Mi admiración por esta enana crece cada segundo.

Alexander suelta un suspiro y me lanza una mirada que podría congelar el infierno.

—Margaret, llévate a Mía un momento.

La asistente asiente y se acerca a la niña, pero ella se aferra a mí con más fuerza.

—No quiero irme.

—Cinco minutos, pequeña —le murmuro, acariciándole la espalda.

Ella me observa, sopesando mi petición, y finalmente acepta bajarse de mis piernas. Margaret la toma de la mano y se la lleva, pero Mía se gira antes de cruzar la puerta.

—No te vayas.

La miro a los ojos y, por alguna razón, asiento.

Cuando la puerta se cierra, el señor Todo-lo-controlo me clava sus ojos gélidos.

—No me gusta perder el tiempo, señorita Ferrer.

—Entonces debería haberme rechazado en cuanto me senté.

—Eso intenté, pero mi hija parece opinar diferente.

—Bien por ella.

Él entrecierra los ojos, analizándome.

—No me gusta su actitud.

—Lo sospeché desde el primer momento en que me miró como si fuera un virus mortal.

—No necesito que mi hija se encariñe con alguien que se irá en dos semanas.

—Entonces no me contrate.

Se queda callado un segundo, como si estuviera evaluando si me estrangula o me paga para que desaparezca.

Pero luego suelta un suspiro y se apoya en el escritorio.

—Le voy a hacer una oferta.

Cruzo los brazos, expectante.

—Pagaré el doble del salario estándar para una niñera con experiencia.

Casi me da un mini infarto.

Esa es una cantidad obscena de dinero.

Con eso podría saldar mis deudas, mudarme a un sitio decente y, no sé, tal vez hasta darme un respiro por primera vez en años.

Pero no voy a mostrar entusiasmo.

No voy a hacerle saber que me tienta.

—¿Y cuáles son las condiciones? —pregunto, fingiendo indiferencia.

—Reglas estrictas.

Por supuesto.

—Le escucharé, pero no prometo nada.

Sus labios se curvan apenas, como si estuviera acostumbrado a que nadie le diga eso.

—Número uno: Nada de familiaridades. No quiero que mi hija la vea como una amiga.

—Mala noticia: eso ya pasó.

Ignora mi comentario.

—Número dos: Horarios establecidos. Quiero que mi hija tenga rutinas claras y disciplinadas.

—¿Quiere que la críe como si estuviera en la academia militar?
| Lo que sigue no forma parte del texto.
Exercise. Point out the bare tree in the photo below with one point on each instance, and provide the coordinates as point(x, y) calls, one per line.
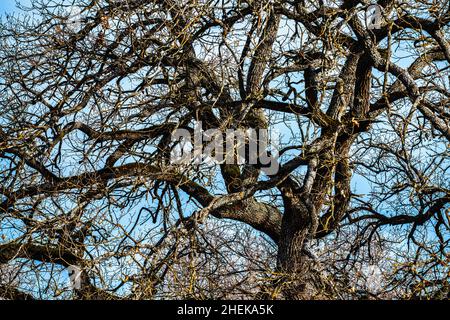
point(92, 90)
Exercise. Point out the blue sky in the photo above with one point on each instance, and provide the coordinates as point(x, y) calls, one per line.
point(7, 6)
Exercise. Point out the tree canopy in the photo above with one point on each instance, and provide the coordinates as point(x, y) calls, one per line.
point(92, 90)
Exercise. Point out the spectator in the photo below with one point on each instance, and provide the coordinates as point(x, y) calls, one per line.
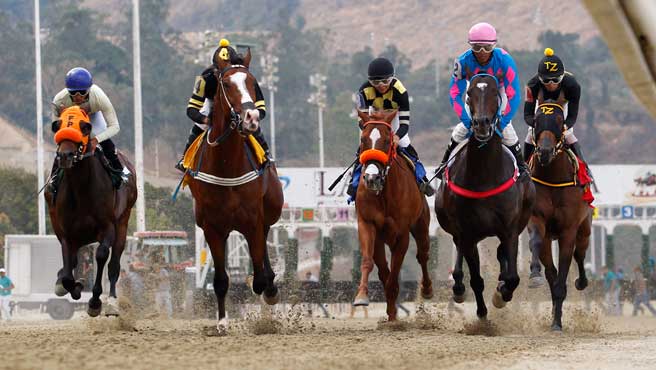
point(611, 292)
point(163, 292)
point(641, 295)
point(5, 294)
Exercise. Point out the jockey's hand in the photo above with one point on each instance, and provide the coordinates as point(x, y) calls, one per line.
point(93, 143)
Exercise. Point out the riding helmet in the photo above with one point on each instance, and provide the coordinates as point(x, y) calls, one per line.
point(78, 79)
point(550, 65)
point(380, 68)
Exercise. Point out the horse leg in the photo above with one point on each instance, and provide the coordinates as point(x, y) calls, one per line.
point(420, 233)
point(367, 236)
point(257, 248)
point(392, 283)
point(510, 277)
point(536, 232)
point(271, 295)
point(102, 254)
point(114, 267)
point(470, 252)
point(65, 276)
point(565, 252)
point(458, 275)
point(217, 243)
point(582, 242)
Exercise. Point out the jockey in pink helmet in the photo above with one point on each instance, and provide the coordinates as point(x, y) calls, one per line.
point(484, 58)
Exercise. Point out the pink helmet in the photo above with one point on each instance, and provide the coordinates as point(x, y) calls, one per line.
point(482, 33)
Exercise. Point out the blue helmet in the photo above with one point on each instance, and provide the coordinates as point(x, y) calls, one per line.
point(78, 79)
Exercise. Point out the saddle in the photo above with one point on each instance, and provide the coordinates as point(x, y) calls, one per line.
point(190, 160)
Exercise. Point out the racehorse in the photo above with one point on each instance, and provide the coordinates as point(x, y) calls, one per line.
point(230, 193)
point(560, 212)
point(481, 197)
point(87, 209)
point(389, 206)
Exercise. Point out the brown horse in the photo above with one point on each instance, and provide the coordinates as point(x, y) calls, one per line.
point(389, 207)
point(481, 197)
point(230, 193)
point(560, 212)
point(87, 208)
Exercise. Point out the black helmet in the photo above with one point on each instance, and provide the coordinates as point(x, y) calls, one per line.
point(380, 68)
point(550, 66)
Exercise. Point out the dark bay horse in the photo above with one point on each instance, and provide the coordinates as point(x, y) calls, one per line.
point(87, 209)
point(389, 207)
point(481, 197)
point(230, 193)
point(560, 213)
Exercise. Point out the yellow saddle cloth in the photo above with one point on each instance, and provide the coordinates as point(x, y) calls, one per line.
point(189, 161)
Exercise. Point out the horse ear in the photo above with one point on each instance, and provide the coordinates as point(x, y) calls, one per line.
point(247, 58)
point(363, 116)
point(85, 127)
point(389, 115)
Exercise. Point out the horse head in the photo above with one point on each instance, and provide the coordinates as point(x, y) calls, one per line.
point(72, 135)
point(548, 133)
point(235, 101)
point(484, 102)
point(376, 147)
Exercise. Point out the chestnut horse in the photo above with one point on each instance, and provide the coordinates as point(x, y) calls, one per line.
point(481, 197)
point(560, 212)
point(230, 193)
point(87, 209)
point(389, 207)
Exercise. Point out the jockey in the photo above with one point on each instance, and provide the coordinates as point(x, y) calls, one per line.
point(484, 57)
point(201, 101)
point(384, 91)
point(553, 84)
point(80, 90)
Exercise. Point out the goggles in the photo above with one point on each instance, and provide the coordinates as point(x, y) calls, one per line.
point(485, 48)
point(381, 81)
point(78, 93)
point(551, 80)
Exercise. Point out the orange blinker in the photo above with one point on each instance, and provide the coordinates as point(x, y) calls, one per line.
point(72, 119)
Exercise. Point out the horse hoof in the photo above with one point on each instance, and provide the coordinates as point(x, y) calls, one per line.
point(427, 293)
point(361, 301)
point(271, 300)
point(94, 312)
point(581, 284)
point(111, 307)
point(497, 300)
point(60, 291)
point(222, 327)
point(535, 282)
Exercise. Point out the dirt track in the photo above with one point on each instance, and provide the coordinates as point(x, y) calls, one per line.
point(513, 339)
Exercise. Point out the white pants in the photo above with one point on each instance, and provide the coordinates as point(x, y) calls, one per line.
point(4, 307)
point(98, 123)
point(569, 136)
point(461, 132)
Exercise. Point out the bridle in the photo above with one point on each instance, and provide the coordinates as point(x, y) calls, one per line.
point(235, 118)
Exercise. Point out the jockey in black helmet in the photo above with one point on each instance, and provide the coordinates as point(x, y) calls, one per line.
point(385, 91)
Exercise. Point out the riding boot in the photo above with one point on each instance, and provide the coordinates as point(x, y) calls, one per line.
point(193, 134)
point(528, 151)
point(516, 150)
point(420, 172)
point(119, 175)
point(260, 139)
point(355, 179)
point(578, 151)
point(440, 169)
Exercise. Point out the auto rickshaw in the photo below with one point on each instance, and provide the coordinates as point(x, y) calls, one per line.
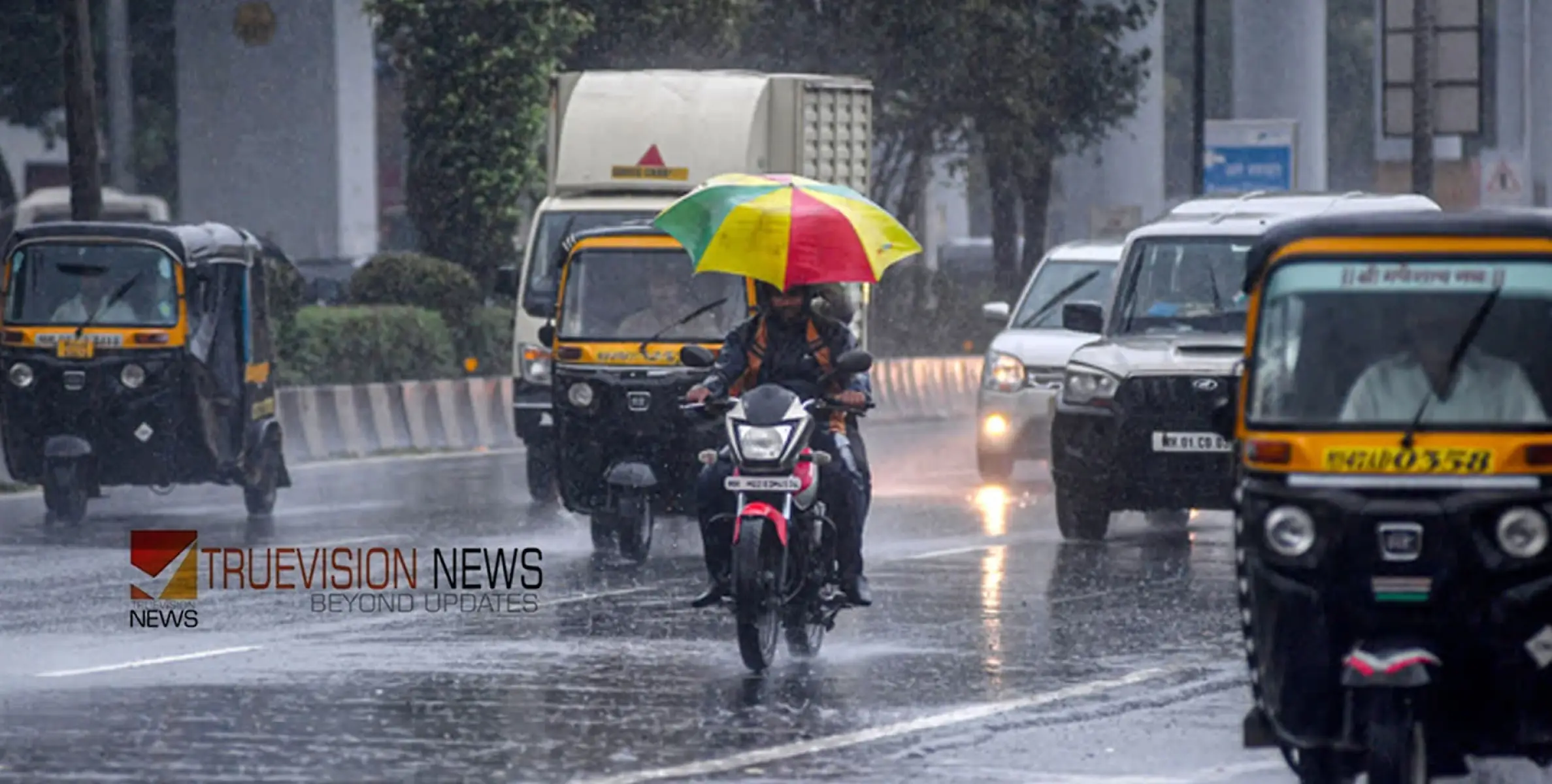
point(137, 354)
point(1394, 489)
point(626, 304)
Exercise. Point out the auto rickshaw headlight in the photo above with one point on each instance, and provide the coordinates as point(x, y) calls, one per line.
point(21, 374)
point(1290, 531)
point(1523, 533)
point(133, 376)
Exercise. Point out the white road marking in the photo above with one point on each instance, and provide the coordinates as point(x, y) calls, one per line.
point(148, 662)
point(879, 733)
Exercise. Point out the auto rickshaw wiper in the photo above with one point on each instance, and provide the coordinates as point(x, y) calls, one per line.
point(693, 314)
point(108, 303)
point(1455, 364)
point(1056, 299)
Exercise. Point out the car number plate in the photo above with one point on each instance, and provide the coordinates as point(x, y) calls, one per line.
point(1396, 460)
point(75, 348)
point(763, 483)
point(1189, 443)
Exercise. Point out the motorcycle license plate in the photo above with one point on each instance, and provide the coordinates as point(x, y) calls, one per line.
point(763, 483)
point(75, 348)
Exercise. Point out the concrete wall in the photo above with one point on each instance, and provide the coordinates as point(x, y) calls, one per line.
point(280, 135)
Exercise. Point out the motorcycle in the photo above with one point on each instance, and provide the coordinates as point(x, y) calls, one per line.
point(784, 544)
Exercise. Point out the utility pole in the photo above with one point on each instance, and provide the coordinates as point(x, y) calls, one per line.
point(1198, 101)
point(1424, 22)
point(81, 129)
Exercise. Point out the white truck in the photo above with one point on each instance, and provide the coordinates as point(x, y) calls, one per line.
point(624, 145)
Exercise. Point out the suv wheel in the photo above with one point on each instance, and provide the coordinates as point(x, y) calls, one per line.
point(1079, 517)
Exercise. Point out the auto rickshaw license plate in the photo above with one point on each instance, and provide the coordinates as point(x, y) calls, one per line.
point(1396, 460)
point(75, 348)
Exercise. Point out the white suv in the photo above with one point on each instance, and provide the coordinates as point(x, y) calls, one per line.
point(1133, 421)
point(1023, 367)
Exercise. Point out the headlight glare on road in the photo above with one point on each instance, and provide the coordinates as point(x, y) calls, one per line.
point(1523, 533)
point(133, 376)
point(1082, 387)
point(21, 374)
point(1290, 531)
point(1004, 372)
point(763, 443)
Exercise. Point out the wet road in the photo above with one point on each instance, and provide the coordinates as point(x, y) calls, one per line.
point(994, 653)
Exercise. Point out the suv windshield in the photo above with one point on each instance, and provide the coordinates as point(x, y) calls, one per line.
point(1352, 344)
point(1185, 285)
point(634, 294)
point(1056, 283)
point(69, 283)
point(539, 295)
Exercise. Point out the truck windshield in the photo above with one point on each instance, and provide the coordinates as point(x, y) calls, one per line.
point(539, 294)
point(1357, 344)
point(634, 294)
point(1185, 285)
point(69, 283)
point(1061, 282)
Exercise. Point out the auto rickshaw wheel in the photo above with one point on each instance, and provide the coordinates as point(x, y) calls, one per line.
point(65, 502)
point(259, 496)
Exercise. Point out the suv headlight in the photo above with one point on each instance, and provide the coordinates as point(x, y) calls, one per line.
point(536, 364)
point(1089, 385)
point(763, 443)
point(1523, 533)
point(1003, 372)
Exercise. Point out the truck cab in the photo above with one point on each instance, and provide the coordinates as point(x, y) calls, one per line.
point(1133, 418)
point(626, 145)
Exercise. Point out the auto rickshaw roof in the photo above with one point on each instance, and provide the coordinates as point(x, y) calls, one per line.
point(190, 242)
point(1402, 224)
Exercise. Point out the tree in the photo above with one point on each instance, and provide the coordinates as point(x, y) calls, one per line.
point(475, 86)
point(1053, 78)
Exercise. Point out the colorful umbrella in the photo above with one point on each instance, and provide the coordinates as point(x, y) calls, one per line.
point(785, 230)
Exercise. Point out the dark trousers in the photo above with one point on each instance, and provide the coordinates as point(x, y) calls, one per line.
point(845, 488)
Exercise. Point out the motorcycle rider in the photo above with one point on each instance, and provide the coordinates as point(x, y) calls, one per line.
point(789, 342)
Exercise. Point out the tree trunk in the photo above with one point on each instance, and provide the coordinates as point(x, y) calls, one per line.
point(81, 128)
point(1003, 182)
point(1034, 191)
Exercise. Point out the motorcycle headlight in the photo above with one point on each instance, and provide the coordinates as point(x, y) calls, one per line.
point(1523, 533)
point(1003, 372)
point(133, 376)
point(21, 374)
point(763, 443)
point(1085, 387)
point(1290, 531)
point(536, 364)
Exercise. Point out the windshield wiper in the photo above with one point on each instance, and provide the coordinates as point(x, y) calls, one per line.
point(693, 314)
point(1455, 365)
point(1056, 299)
point(110, 300)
—Quiero que tenga estructura.

—¿No cree que a los cinco años lo que más necesita es jugar y ser feliz?

Su mandíbula se tensa.

—Número tres: Nada de discusiones frente a Mía.

—Eso depende de si me da razones para discutir.

—Número cuatro: No me cuestione.

Sonrío con ironía.

—¿Por qué me da la impresión de que no le gusta que lo desafíen?

—Porque es cierto.

Lo dice con tanta naturalidad que casi me da risa.

—Entonces va a odiar tenerme cerca.

—Lo sé.

Eso me sorprende un poco.

—¿Y aun así quiere contratarme?

—Mi hija quiere que la contrate.

Levanto una ceja.

—¿Hace siempre lo que su hija quiere?

—No.

—Entonces, ¿por qué ahora sí?

Se inclina un poco hacia adelante, mirándome como si intentara leerme la mente.

—Porque mi hija nunca se ha encariñado con nadie tan rápido.

No sé qué responder a eso.

Porque, la verdad, tampoco sé cómo pasó.

—Así que, señorita Ferrer —continúa—, le haré la pregunta una sola vez.

Sus ojos se clavan en los míos con intensidad.

—¿Acepta el trabajo?

Pienso en mi cuenta bancaria en números rojos.

Pienso en la pila de facturas acumuladas.

Pienso en lo mucho que necesito ese sueldo absurdo.

Pero, sobre todo, pienso en lo mucho que quiero seguir irritando a este hombre.

Sonrío con diversión y extiendo la mano.

—Trato hecho, jefe.

Alexander la estrecha con firmeza.

Y, por alguna razón, tengo la sensación de que acabo de meterme en la boca del lobo.